Search code examples
pythonbeautifulsoupscreen-scrapingurllib

Python web scraping - how to get resources with beautiful soup when page loads contents via JS?


So I am trying to scrape a table from a specific website using BeautifulSoup and urllib. My goal is to create a single list from all the data in this table. I have tried using this same code using tables from other websites, and it works fine. However, while trying it with this website the table returns a NoneType object. Can someone help me with this? I've tried looking for other answers online but I'm not having much luck.

Here's the code:

import requests
import urllib

from bs4 import BeautifulSoup
soup = BeautifulSoup(urllib.request.urlopen("http://www.teamrankings.com/ncaa-basketball/stat/free-throw-pct").read())

table = soup.find("table", attrs={'class':'sortable'})

data = []
rows = table.findAll("tr")
for tr in rows:
    cols = tr.findAll("td")
    for td in cols:
        text = ''.join(td.find(text=True))
        data.append(text)

print(data)

Solution

  • It looks like this data is loaded via an ajax call:

    enter image description here

    You should target that url instead: http://www.teamrankings.com/ajax/league/v3/stats_controller.php

    import requests
    import urllib
    
    from bs4 import BeautifulSoup
    
    
    params = {
        "type":"team-detail",
        "league":"ncb",
        "stat_id":"3083",
        "season_id":"312",
        "cat_type":"2",
        "view":"stats_v1",
        "is_previous":"0",
        "date":"04/06/2015"
    }
    
    content = urllib.request.urlopen("http://www.teamrankings.com/ajax/league/v3/stats_controller.php",data=urllib.parse.urlencode(params).encode('utf8')).read()
    soup = BeautifulSoup(content)
    
    table = soup.find("table", attrs={'class':'sortable'})
    
    data = []
    rows = table.findAll("tr")
    for tr in rows:
        cols = tr.findAll("td")
        for td in cols:
            text = ''.join(td.find(text=True))
            data.append(text)
    
    print(data)
    

    Using your web inspector you can also view the parameters that are passed along with the POST request.
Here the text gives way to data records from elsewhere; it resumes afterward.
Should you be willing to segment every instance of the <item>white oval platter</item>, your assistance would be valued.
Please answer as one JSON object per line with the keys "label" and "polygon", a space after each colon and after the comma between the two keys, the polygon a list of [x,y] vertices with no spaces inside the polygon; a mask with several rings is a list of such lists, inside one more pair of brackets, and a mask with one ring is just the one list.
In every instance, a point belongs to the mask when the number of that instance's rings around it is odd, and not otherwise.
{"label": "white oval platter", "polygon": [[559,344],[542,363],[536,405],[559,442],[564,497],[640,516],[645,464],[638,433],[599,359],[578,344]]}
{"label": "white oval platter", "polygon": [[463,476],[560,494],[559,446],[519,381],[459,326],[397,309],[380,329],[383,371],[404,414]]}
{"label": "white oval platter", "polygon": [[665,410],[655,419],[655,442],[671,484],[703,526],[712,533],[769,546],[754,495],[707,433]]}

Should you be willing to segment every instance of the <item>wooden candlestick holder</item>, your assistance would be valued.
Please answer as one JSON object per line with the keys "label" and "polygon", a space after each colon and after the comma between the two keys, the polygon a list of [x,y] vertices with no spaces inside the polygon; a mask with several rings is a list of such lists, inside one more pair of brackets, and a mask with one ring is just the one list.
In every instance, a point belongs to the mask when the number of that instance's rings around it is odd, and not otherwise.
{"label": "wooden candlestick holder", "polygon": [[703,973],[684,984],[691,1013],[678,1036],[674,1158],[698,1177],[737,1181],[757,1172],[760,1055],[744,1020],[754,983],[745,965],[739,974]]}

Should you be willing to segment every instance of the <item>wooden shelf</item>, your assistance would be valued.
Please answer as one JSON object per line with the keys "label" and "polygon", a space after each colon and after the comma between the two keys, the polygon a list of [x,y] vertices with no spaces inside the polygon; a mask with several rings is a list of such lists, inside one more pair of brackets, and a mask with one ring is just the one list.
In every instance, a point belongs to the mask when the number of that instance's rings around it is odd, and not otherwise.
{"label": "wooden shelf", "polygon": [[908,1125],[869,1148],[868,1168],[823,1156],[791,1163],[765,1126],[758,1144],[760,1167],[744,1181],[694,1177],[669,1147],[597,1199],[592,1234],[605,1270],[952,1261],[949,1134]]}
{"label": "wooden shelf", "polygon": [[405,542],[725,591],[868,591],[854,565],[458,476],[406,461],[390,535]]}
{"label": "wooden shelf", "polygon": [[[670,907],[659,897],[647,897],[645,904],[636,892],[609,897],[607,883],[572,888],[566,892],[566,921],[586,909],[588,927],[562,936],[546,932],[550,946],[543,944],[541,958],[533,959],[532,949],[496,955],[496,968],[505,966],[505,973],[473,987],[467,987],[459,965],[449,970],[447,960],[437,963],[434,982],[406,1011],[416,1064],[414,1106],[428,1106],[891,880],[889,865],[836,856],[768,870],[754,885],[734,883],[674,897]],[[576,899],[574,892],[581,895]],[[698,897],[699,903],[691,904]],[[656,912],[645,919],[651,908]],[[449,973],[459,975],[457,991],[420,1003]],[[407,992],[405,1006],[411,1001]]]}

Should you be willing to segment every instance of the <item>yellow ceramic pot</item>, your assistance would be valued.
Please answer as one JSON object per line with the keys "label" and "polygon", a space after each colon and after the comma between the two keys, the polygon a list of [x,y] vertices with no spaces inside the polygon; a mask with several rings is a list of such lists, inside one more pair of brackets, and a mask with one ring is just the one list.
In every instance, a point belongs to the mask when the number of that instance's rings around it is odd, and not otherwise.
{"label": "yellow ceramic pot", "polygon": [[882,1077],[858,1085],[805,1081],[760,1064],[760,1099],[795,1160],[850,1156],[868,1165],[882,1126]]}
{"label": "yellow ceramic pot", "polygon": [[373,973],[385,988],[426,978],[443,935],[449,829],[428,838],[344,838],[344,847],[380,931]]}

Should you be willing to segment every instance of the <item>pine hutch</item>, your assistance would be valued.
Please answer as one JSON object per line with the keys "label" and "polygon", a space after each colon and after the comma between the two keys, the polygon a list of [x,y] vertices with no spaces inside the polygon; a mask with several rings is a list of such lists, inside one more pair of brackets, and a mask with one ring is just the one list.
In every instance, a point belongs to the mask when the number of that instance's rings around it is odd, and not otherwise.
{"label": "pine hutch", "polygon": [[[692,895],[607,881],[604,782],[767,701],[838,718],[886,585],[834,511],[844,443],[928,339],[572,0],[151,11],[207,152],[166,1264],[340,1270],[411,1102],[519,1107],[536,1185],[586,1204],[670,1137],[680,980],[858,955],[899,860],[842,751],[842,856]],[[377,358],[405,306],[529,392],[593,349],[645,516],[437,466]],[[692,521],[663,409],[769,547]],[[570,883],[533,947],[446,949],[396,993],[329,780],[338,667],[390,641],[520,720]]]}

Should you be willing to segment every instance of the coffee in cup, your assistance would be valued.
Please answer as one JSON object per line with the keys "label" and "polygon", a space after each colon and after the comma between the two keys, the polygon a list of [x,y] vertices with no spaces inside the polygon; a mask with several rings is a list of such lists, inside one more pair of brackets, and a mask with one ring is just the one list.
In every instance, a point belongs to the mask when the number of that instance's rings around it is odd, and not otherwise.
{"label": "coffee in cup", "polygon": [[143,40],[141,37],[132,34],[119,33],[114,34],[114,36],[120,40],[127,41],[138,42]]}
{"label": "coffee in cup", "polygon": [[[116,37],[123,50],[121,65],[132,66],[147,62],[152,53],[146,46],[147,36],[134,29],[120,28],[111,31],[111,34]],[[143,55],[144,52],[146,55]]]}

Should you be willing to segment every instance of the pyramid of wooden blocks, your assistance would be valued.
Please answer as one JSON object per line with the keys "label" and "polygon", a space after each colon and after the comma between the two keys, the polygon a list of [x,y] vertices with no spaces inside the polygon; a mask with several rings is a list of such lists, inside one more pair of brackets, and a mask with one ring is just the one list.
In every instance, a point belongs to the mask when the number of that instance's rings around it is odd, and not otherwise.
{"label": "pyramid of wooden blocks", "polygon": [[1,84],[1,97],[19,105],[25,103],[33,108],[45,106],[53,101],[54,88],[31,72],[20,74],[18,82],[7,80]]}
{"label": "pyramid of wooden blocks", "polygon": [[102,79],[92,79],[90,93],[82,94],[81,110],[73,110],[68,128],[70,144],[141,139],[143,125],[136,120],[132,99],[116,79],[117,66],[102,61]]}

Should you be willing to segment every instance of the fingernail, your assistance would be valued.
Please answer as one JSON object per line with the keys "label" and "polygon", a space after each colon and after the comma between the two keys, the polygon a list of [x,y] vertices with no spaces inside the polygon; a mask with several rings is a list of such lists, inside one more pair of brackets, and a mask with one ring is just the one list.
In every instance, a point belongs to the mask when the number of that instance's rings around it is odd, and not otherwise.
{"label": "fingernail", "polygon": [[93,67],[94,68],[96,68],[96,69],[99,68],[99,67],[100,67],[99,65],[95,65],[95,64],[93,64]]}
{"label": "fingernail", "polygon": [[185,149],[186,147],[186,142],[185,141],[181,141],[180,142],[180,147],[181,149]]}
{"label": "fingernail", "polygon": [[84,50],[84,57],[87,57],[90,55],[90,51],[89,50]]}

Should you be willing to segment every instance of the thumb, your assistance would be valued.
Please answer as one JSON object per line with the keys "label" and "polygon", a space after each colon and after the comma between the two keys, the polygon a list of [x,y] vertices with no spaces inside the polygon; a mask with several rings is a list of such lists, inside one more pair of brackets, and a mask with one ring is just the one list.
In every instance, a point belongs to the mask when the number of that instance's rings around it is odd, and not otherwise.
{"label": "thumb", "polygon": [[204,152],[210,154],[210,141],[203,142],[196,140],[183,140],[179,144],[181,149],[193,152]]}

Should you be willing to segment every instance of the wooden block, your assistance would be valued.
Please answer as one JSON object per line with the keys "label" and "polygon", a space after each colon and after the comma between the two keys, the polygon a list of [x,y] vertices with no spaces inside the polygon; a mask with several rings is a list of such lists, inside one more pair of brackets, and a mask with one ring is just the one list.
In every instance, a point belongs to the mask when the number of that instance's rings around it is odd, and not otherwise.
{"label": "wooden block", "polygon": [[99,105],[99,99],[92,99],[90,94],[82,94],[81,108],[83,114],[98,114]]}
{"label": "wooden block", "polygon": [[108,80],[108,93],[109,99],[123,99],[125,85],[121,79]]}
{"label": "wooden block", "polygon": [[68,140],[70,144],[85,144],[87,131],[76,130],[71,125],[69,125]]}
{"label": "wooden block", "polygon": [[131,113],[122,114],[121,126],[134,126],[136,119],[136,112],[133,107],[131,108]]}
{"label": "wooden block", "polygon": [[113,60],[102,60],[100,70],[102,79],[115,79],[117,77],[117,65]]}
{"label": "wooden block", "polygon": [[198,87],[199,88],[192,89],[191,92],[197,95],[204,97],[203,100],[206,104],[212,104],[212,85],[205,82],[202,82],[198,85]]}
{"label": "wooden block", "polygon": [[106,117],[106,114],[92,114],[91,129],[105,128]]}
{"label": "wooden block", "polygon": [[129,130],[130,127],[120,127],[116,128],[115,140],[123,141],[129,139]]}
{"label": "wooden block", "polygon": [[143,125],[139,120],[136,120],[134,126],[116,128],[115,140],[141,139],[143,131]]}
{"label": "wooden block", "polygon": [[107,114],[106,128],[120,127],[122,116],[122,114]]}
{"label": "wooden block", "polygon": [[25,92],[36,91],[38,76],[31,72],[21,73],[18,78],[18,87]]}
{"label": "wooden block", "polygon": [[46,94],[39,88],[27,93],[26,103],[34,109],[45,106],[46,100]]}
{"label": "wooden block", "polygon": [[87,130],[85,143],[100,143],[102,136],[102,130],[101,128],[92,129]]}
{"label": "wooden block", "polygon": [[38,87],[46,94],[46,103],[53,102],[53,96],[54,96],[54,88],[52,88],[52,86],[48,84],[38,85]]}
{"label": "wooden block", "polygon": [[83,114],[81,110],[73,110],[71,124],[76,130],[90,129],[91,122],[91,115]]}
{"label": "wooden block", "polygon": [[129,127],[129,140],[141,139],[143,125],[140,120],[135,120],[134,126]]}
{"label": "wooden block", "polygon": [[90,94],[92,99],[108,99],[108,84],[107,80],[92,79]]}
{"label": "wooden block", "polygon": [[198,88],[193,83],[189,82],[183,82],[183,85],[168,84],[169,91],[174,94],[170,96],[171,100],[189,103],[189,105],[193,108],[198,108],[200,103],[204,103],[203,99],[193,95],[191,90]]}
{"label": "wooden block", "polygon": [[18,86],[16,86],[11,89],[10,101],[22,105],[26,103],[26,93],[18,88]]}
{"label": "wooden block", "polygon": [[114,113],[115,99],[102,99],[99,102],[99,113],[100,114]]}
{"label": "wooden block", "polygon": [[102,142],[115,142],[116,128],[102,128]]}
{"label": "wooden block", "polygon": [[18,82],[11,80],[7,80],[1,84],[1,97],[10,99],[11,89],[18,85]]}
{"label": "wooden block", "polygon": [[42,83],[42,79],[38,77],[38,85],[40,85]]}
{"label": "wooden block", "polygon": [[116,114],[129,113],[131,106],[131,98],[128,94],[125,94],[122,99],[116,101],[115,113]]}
    enter image description here

    Generally the server on the other end will check for these values and reject your request if you do not have some or all of them. The above code snippet ran fine for me. I switched to urllib2 because I generally prefer to use that library.

    If the data loads in your browser it is possible to scrape it. You just need to mimic the request your browser sends.